Yes, we don’t count workflows against the limit that we can run entirely in the web browser, without talking to the Bubble servers. It’s more than just modifying data that requires the servers, though: logging the user in or out, hitting an external API, etc., all need that. Basically, the only things that don’t need the server are actions that work directly with elements on the page.

Is there a performance difference between navigating to another page in the app using a workflow action vs a link element vs a hyperlink in an html element? Like, maybe if it’s a workflow the page can load only what it needs, but if it’s a normal hyperlink the page has to load from scratch? Anything like that?

A link element will be as fast as a hyperlink in an html element. Changing it via a workflow action won’t be faster, but it might be a little slower – we wait to change the page if there are other workflows that haven’t finished saving data.

Can we profile a page to find out which part of the process is causing the biggest delay? For example, this is a page with a repeating group. Some of the elements populate with data right away, but the same element in another cell doesn’t populate. The rest of the data loads eventually.
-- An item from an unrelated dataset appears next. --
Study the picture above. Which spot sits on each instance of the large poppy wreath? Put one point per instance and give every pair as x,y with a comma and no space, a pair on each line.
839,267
Profiling web pages is a complicated subject – can’t really give a full tutorial here. Google Chrome comes with a lot of powerful tools for seeing how things load… there’s an intro here: Chrome DevTools  |  Chrome for Developers

In the gif you posted, it looks like its the images that’s slowing things down. If you use the network tab of the Chrome dev tools, you can see a) how big each image is, b) when it starts loading, c) how long it takes to load

The constraints on the “do a search for …” will be, show invoices of:

Company = current page company
Status = yes
Someone suggested to use in the company a field of a “list of invoices” but the invoices could be more than 10.000.

So what I did is not to load at page load all the invoices, but just 25. The problem is that when the user clicks of see “all invoices” it could take about 3-5 minutes to load them all, right now users have about 300 invoices per company.

So what you’re doing is a good way of structuring it – if you have that many invoices per company, it’s better to have a “Company” field on each invoice which you filter on… that’s generally pretty efficient. And then only displaying the first few invoices in a repeating group. For “see all invoices”, rather than try to display 300 things on a page (which is going to be a little slow no matter what tool you use), I’d suggest trying to use a repeating group in infinite scroll mode, so the user can just keep scrolling down til they find the one they want. Or, maybe provide them with better search tools to narrow the list down.